May 29, 2026 — On May 15, 2026, the FDA approved IMMGOLIS (golimumab-sldi) and IMMGOLIS INTRI (golimumab-sldi), the first biosimilars to J&J's Simponi and Simponi Aria. Developed by Bio-Thera Solutions and commercialized by Accord BioPharma, the approvals carry interchangeable designation — enabling automatic pharmacy-level substitution.
This marks the latest chapter in the TNF-alpha inhibitor market's maturation, joining biosimilar alternatives to adalimumab, infliximab, and etanercept. For API suppliers, the approval signals expanded demand and new competitive dynamics.

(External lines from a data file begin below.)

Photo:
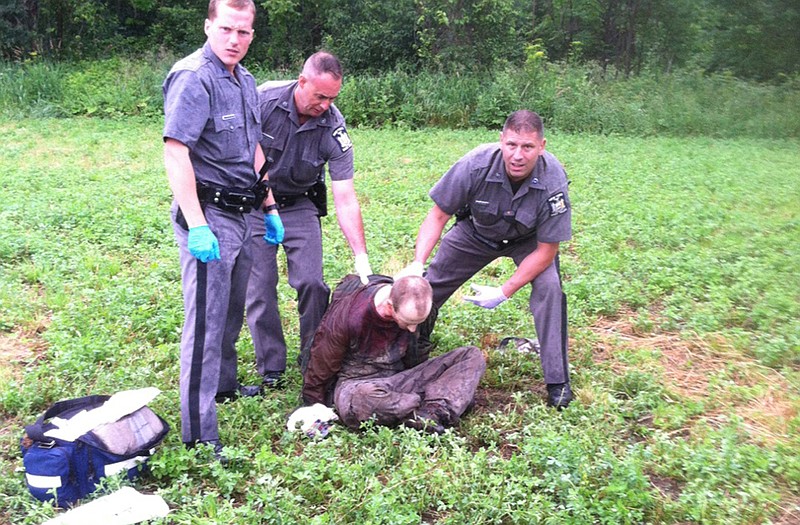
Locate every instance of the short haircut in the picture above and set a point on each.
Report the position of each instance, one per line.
(523, 121)
(236, 4)
(412, 294)
(322, 62)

Golimumab is a fully human monoclonal antibody (IgG1κ) targeting TNF-α, addressing rheumatoid arthritis, psoriatic arthritis, ulcerative colitis, and ankylosing spondylitis. Key manufacturing considerations include CHO cell culture optimization for high-titer expression, glycosylation consistency across batches, and dual presentation formats covering both subcutaneous prefilled syringes and intravenous vials.
The interchangeable designation drives faster adoption since pharmacists can dispense without physician intervention, creating higher volume requirements for raw materials. PBMs and insurers favor interchangeable biosimilars for formulary positioning, while the dual SC/IV presentations double fill-finish complexity.

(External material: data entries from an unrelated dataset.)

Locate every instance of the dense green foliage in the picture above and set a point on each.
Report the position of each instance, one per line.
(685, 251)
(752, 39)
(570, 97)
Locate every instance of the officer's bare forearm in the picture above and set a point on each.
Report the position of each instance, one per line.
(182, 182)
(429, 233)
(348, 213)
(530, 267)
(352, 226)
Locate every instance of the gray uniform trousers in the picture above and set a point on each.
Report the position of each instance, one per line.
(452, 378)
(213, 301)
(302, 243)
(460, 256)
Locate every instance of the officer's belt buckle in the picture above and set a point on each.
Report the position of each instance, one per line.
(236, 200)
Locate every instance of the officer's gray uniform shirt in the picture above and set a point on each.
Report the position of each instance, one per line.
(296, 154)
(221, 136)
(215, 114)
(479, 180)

The TNF-alpha class represents over $25 billion in annual biologic sales. Each new biosimilar requires reliable supply of cell culture media, chromatography resins, viral filtration membranes, and formulation excipients. With golimumab biosimilars now entering the market, aggregate demand for manufacturing inputs continues to grow.
As blockbuster biologics face biosimilar competition, aggregate demand for manufacturing inputs grows even as margins compress. Suppliers offering integrated solutions from cell line development through commercial fill-finish are best positioned. Early engagement during process validation remains key to capturing long-term volume.